If Hillary Clinton thinks it's a big deal that Barack Obama has crossed paths with Bill Ayers, (Yes, the guy who is with Bernardine Dohrn), the political discourse is stuck in neutral. I met Ms. Dohrn and Mr. Ayers when I was a visiting professor at Colgate College in Hamilton, New York, when Nigel Young, then the Director of the Peace Studies Program at Colgate invited his former UC Berkeley classmates to speak about their work providing legal services to the poor in Chicago. It's no big deal.
Guilt By Association. For George Stephanopoulos to bring up Ayers and not talk about the social context of the early 1970s that also brought us the Black Panther Party and other groups is to misconstrue the point of the question.
What is the point of the question?
And for Hillary Clinton to run with the Ayers/Weather Underground connection betrays her "kitchen sink" philosophy. But, as Barack Obama astutely pointed out, President Bill Clinton pardoned two members of the Weather Underground in any case. And the fact is that the Clintons are of the Weatherman generation and Obama is not. It's the last gasp of Hillary Clinton's desperation.
It's also interesting that a more important and radical organization of the early 1970s, the Black Panther Party, featured Chicago Congressman Bobby Rush as its titular head at the time when the legendary Fred Hampton was the inspirational leader.

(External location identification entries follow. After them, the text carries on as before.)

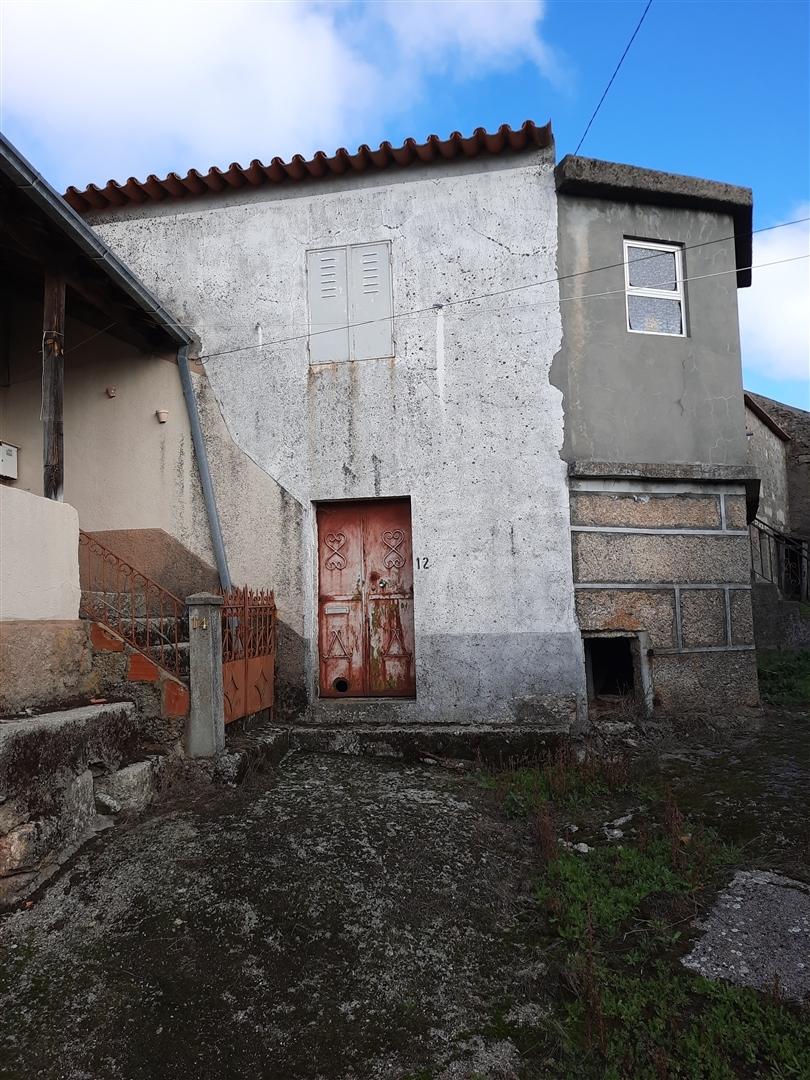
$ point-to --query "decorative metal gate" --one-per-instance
(248, 651)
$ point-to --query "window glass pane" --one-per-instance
(651, 269)
(653, 314)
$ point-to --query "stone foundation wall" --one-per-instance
(671, 559)
(51, 665)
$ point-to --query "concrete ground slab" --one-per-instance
(758, 934)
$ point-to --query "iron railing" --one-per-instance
(782, 559)
(248, 651)
(139, 610)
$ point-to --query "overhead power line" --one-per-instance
(481, 296)
(612, 77)
(514, 288)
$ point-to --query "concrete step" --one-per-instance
(455, 746)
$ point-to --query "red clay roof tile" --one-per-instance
(529, 136)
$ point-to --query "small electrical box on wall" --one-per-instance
(8, 460)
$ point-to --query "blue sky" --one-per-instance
(719, 90)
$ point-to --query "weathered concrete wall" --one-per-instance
(671, 561)
(768, 457)
(39, 557)
(462, 418)
(648, 397)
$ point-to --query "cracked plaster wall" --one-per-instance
(463, 418)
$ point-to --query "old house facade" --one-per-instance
(482, 494)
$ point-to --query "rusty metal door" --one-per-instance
(365, 569)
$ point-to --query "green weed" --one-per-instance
(784, 676)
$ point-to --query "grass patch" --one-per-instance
(619, 916)
(784, 676)
(567, 779)
(666, 1023)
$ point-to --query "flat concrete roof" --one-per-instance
(608, 179)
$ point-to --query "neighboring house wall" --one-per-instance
(768, 458)
(39, 556)
(796, 423)
(647, 396)
(134, 481)
(656, 443)
(462, 418)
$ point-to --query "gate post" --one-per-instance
(205, 731)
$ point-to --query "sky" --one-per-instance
(92, 91)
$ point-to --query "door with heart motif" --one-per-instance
(365, 572)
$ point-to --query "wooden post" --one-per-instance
(53, 382)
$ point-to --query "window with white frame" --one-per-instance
(350, 304)
(653, 277)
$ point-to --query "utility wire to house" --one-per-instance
(612, 77)
(516, 288)
(493, 294)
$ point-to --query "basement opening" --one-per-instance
(610, 667)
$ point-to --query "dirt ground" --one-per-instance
(343, 918)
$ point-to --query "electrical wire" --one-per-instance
(612, 77)
(480, 296)
(484, 296)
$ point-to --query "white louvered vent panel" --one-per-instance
(328, 306)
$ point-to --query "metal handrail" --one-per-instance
(136, 608)
(781, 558)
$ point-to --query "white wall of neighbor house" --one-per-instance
(461, 417)
(39, 557)
(124, 470)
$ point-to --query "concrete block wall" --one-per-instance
(670, 559)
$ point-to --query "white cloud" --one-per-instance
(774, 312)
(116, 88)
(470, 35)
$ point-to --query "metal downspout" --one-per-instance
(202, 464)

The irony here is that a former leader of the Black Panther Party, Congressman Rush, badly defeated Obama in the 2000 Democratic congressional primary. "Taking on Bobby Rush among black voters is like running into a buzz saw," said Ron Lester, a pollster who worked for Obama during the campaign. "This guy was incredibly popular. Not only that, his support ran deep -- to the extent that a lot of people who liked Barack still wouldn't support him because they were committed to Bobby. He had built up this reserve of goodwill over 25 years in that community." Obama learned an enormous amount from losing big to Bobby Rush.
Why bring up Bill Ayers and the Weather Underground when Obama was 8 years old, living in Indonesia at the time, and in his first attempt at federal office lost to a former Black Panther? If times have progressed to the point where Bobby Rush is a respected member or Congress, why can't Bill Ayers and his good legal work he does for the Chicago community be left alone?